Les revendications du M23 :
Ainsi le porte parole du M23, le lieutenant-colonel Vianney Kazarama indique :
Nous demandons au gouvernement de la République Démocratique du Congo de fournir des efforts pour l’éradication des forces négatives à l’Est, notamment les FDLR (Forces démocratiques de libération du Rwanda, une rébellion constituée d’hutu rwandais, ndlr) Nous demandons le retour de tous les Congolais réfugiés, vivant à l’extérieur du pays, en exil ; la reconnaissance des grades formels de tous les officiers des groupes armés et ceux du CNDP en particulier, l’intégration politique des membres du CNDP au sein du gouvernement central»

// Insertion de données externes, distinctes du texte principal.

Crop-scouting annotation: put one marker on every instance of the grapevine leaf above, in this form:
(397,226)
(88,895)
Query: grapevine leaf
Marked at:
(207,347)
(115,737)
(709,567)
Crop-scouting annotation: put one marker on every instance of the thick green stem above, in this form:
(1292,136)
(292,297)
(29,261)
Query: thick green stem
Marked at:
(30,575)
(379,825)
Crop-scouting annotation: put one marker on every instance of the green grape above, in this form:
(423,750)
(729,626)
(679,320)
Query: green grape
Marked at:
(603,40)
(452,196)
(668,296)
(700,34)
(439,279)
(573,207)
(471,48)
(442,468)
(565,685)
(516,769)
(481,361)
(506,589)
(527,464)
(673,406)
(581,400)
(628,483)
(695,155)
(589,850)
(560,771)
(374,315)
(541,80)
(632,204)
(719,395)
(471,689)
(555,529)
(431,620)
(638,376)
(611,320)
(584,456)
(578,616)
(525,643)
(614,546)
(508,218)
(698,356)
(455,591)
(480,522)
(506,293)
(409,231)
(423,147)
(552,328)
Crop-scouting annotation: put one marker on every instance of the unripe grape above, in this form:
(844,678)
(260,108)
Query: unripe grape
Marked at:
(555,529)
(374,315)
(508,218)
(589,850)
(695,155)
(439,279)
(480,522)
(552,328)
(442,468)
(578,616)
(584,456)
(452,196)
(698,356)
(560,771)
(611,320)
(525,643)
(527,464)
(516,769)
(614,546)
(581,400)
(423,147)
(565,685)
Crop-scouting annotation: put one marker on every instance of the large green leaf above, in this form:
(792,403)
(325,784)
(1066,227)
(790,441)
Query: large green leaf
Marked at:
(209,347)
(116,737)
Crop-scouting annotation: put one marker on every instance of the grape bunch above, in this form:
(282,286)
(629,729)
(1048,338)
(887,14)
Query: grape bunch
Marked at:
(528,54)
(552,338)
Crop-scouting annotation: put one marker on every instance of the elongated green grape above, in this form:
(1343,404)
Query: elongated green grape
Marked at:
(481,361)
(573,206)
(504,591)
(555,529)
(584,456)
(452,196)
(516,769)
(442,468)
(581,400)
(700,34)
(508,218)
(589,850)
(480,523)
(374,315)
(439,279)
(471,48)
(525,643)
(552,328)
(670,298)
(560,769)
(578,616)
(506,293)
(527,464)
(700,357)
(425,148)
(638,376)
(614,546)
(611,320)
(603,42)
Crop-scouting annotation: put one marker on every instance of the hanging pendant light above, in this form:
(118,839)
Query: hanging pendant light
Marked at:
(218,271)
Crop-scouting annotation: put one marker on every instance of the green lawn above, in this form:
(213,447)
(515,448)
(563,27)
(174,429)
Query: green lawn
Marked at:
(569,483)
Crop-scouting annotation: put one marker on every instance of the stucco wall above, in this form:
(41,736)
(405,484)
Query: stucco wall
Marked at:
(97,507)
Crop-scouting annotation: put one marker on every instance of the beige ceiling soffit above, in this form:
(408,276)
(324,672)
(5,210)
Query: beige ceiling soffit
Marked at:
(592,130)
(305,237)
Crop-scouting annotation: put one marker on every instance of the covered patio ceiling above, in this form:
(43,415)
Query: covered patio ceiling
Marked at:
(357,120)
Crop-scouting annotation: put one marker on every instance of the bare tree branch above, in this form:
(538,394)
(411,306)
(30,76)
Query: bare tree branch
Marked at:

Des conséquences importantes sur la population civile
Le début de cette rébellion a déclenché une nouvelle guerre au Nord Kivu qui a occasionné des pertes en vies humaines et un déplacement massif de la population.
Au cours des dernières semaines, le M23 est passé de 1 000 à 2 000 combattants et ont pris le contrôle de plusieurs localités dans la province du Nord Kivu. Ce regain de violence a fait plus de 200 000 déplacés et plus de 30 000 réfugiés au Rwanda et en Ouganda.

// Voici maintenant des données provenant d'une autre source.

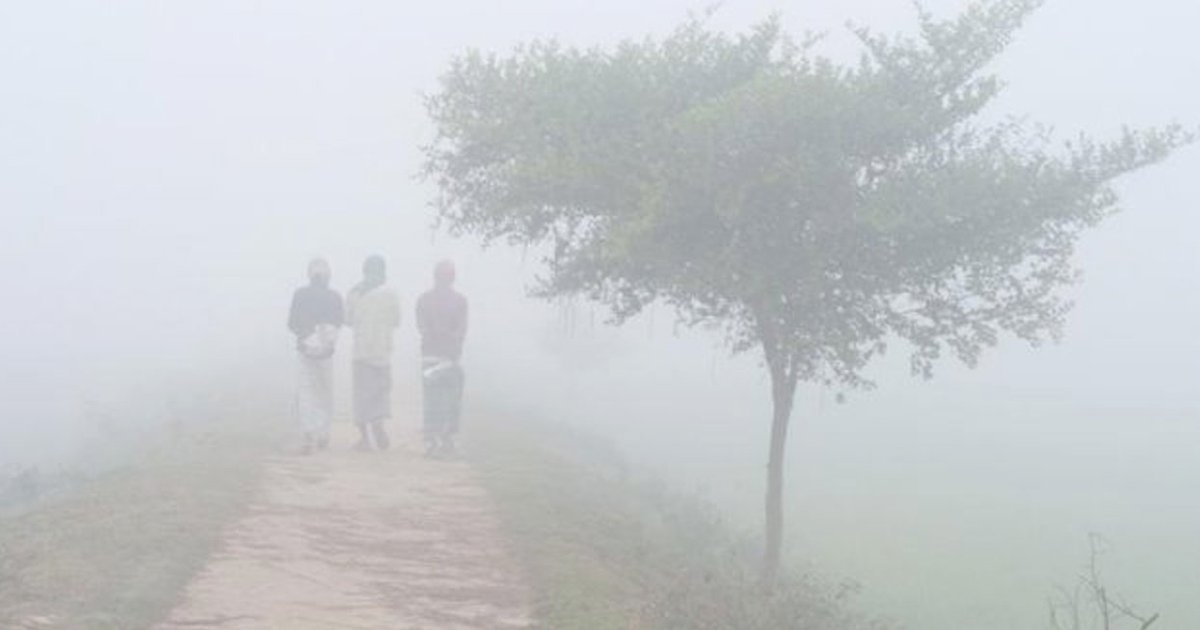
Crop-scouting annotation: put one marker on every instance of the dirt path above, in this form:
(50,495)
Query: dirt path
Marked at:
(370,541)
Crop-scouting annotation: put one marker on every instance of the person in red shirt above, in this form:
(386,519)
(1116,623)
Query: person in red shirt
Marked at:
(442,322)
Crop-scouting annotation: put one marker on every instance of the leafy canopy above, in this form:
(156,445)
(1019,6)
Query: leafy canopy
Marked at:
(816,209)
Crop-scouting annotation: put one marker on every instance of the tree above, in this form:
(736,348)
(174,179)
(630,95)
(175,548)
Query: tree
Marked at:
(814,210)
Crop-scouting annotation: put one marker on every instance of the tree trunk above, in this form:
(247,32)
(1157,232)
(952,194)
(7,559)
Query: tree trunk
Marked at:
(783,389)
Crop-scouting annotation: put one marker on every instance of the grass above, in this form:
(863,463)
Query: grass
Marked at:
(118,551)
(607,552)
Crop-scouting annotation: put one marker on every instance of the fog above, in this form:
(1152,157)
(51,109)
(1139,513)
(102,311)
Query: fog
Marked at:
(167,169)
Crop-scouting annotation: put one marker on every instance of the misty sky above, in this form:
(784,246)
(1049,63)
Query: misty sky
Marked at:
(166,169)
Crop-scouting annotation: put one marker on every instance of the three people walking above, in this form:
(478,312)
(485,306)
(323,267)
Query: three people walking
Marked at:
(372,312)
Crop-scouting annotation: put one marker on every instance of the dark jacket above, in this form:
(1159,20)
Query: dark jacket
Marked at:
(442,319)
(311,306)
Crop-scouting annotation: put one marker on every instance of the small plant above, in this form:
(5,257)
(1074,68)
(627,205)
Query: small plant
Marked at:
(1090,604)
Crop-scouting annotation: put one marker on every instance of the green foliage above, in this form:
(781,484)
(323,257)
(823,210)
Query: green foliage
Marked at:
(813,208)
(605,549)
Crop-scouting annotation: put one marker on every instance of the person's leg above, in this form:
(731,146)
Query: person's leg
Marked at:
(307,408)
(381,406)
(324,397)
(360,387)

Le rôle controversé du Rwanda
Quelques experts de la région pensent que le gouvernement rwandais serait impliqué dans le soutien du M23 qui déstabilise la province du Nord Kivu.
Différents rapports des Nations Unies et de l’organisation « Human Right Watch » dénoncent la participation indirecte du Rwanda à ce conflit. Le Rwanda aurait soutenu en armement le M23 et aurait envoyé des troupes Rwandaises combattre auprès des rebelles.

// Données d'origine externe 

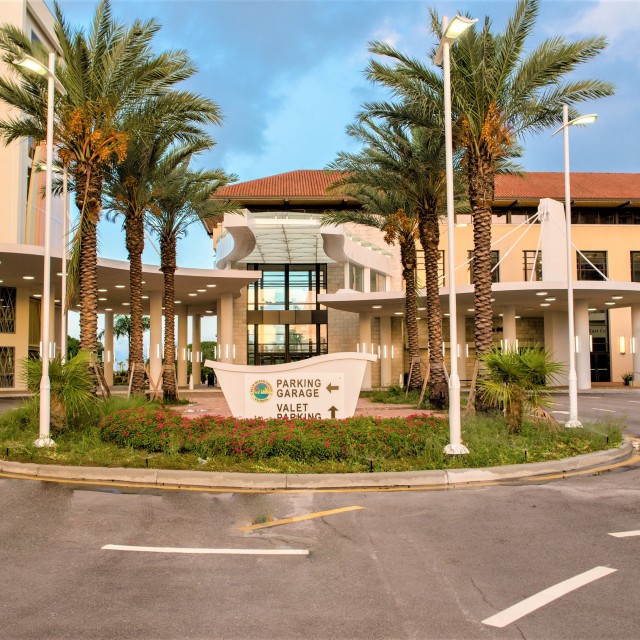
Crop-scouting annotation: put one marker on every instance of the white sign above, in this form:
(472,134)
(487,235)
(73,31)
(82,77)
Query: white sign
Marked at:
(296,394)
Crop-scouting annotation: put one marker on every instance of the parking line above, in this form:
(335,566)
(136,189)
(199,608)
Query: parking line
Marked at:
(542,598)
(233,552)
(308,516)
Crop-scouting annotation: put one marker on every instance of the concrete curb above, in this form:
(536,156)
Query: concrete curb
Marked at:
(268,481)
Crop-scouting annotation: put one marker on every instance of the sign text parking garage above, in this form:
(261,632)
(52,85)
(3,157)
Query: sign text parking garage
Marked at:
(294,395)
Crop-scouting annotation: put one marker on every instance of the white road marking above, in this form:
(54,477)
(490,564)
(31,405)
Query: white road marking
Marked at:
(625,534)
(235,552)
(542,598)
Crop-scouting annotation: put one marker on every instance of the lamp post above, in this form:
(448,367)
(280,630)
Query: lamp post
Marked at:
(30,63)
(573,421)
(450,31)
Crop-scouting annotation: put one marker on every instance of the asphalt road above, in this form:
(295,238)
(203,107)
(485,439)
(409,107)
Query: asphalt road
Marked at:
(416,564)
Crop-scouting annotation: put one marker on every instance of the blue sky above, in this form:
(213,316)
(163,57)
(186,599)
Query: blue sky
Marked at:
(288,75)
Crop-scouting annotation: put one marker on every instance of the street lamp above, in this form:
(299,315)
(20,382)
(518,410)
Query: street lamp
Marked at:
(573,421)
(450,31)
(31,64)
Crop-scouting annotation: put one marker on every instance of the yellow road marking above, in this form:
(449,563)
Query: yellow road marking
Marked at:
(490,483)
(309,516)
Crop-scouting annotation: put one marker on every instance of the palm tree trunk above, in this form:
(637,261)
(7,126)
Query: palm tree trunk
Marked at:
(168,268)
(438,388)
(135,246)
(409,263)
(481,176)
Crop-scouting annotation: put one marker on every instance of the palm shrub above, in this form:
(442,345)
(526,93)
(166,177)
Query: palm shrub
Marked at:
(516,379)
(72,398)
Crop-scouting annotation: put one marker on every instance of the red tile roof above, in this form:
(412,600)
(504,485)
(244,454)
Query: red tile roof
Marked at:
(584,186)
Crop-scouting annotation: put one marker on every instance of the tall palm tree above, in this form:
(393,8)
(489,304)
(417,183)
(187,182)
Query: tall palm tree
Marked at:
(107,71)
(500,93)
(184,200)
(133,184)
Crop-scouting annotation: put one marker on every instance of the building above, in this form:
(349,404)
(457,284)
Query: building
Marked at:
(326,289)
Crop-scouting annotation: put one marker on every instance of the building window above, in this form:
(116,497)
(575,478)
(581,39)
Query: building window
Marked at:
(592,265)
(635,266)
(356,277)
(7,310)
(495,269)
(528,258)
(7,367)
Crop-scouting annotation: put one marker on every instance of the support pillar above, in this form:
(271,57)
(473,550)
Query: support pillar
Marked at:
(109,354)
(182,345)
(509,335)
(635,342)
(385,352)
(583,357)
(225,328)
(196,346)
(155,338)
(366,346)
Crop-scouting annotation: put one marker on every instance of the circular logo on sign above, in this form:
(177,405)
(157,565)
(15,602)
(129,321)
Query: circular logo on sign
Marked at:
(261,391)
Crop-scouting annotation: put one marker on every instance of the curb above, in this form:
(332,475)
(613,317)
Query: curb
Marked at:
(268,481)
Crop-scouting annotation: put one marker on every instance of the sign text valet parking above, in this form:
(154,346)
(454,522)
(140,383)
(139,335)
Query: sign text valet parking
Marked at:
(294,395)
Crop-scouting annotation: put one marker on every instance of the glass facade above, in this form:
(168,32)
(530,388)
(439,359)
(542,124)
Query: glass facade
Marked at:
(285,321)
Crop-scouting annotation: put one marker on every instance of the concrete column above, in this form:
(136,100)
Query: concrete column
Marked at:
(385,352)
(583,357)
(225,328)
(365,346)
(109,353)
(635,334)
(182,345)
(461,339)
(155,338)
(196,363)
(509,335)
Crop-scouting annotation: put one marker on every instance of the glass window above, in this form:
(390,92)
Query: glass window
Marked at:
(528,258)
(635,266)
(495,269)
(356,277)
(7,310)
(592,265)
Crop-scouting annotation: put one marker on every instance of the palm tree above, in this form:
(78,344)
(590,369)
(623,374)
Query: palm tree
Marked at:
(499,94)
(133,184)
(184,200)
(107,72)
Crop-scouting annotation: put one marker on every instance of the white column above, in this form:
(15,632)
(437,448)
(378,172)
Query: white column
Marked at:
(225,328)
(365,346)
(583,357)
(109,353)
(195,347)
(155,337)
(182,345)
(635,334)
(385,352)
(509,335)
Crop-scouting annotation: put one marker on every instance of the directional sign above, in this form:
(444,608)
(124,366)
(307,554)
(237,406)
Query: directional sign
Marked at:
(294,395)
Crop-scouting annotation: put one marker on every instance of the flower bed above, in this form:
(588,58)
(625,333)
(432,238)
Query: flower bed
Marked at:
(354,439)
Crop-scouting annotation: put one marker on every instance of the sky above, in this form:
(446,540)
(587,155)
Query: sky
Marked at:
(289,77)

Une annexe du rapport annuel du Comité des sanctions de l’ONU sur la RDC, rendu public au début du mois de juillet, indique que les forces armées rwandaises:
« fournissent du matériel militaire, des armes, des munitions et des fournitures diverses aux rebelles du M23 » et octroient soutien et protection au général rebelle Bosco Ntaganda, recherché par la Cour pénale internationale (CPI) pour crimes de guerre.
Les accusations du groupe d’experts des Nations unies reposent sur les témoignages anonymes de quatre-vingts mutins déserteurs dont trente et un Rwandais du M23.
Les experts des Nations unies disposeraient de preuves selon lesquelles plusieurs hauts gradés rwandais, dont James Kabarebe -le ministre de la Défense, sont en contact permanent avec le M23 :
Aujourd’hui les Nations-Unies disposent de preuves que la guerre à l’Est de la RDC est traitée au Rwanda comme une affaire d’Etat, puisque ce sont les hauts dignitaires du régime de Kigali qui se chargent de ce dossier.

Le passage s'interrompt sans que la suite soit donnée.